Nell Shipman was born in 1892 in Vancouver, British Columbia, though her family later moved to the Seattle area, and from there to Glendale, California.  Nell’s acting career began in her teens, and she also was active as a screenwriter from an early age.  She was the screenwriter for all of her existing films, and was credited with writing a number of others.  Her final film credit came for her 1935 screenplay Wings in the Dark, starring Myrna Loy and Cary Grant.  In addition, Nell directed and edited her films. 
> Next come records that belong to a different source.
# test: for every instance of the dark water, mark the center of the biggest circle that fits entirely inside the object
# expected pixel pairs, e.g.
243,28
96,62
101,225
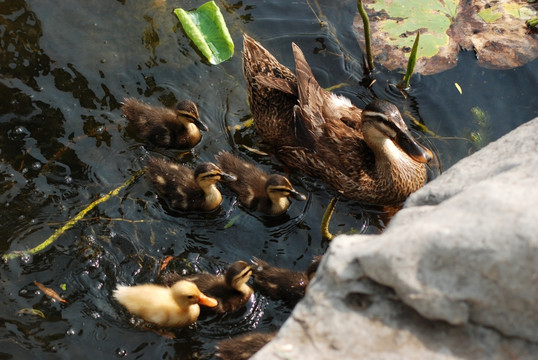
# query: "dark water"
65,67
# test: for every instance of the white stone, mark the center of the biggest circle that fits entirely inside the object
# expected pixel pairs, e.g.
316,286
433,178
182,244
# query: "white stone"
454,276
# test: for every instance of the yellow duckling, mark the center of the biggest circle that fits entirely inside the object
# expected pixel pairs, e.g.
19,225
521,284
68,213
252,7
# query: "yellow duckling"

Between 1915 and 1919, Nell starred in a number of films.  Following the success of
Back to God’s Country in 1919, Nell decided to form her own production company; a few years later she moved her company (including a large and diverse zoo of her animal actors) to Priest Lake, Idaho.  Her film The Grub Stake (1922) was filmed both around Priest Lake and in the Spokane area.  In addition to The Grub Stake, she also filmed the "Little Dramas from Big Places" series around Priest Lake.  Three film survive intact from this series: The Light on Lookout Mountain, The Trail of the North Wind, and White Water (all date from 1924).

Shipman's company also was noteworthy for including cinematographer Joseph Walker.   Walker went on to work as  cinematographer for a number of classic films, including such well-known Frank Capra works as
It's a Wonderful Life, It Happened One Night, and Mr Smith Goes to Washington.

While Nell Shipman's films have won critical attention in recent years, she was unsuccessful at bucking the burgeoning Hollywood studio system in her own time.

Known as the “Queen of the Dogsleds,” Nell typically portrayed strong women characters.  Her movies invariably feature animals (both wild and domestic), and she was an early champion of humane treatment for animals in film.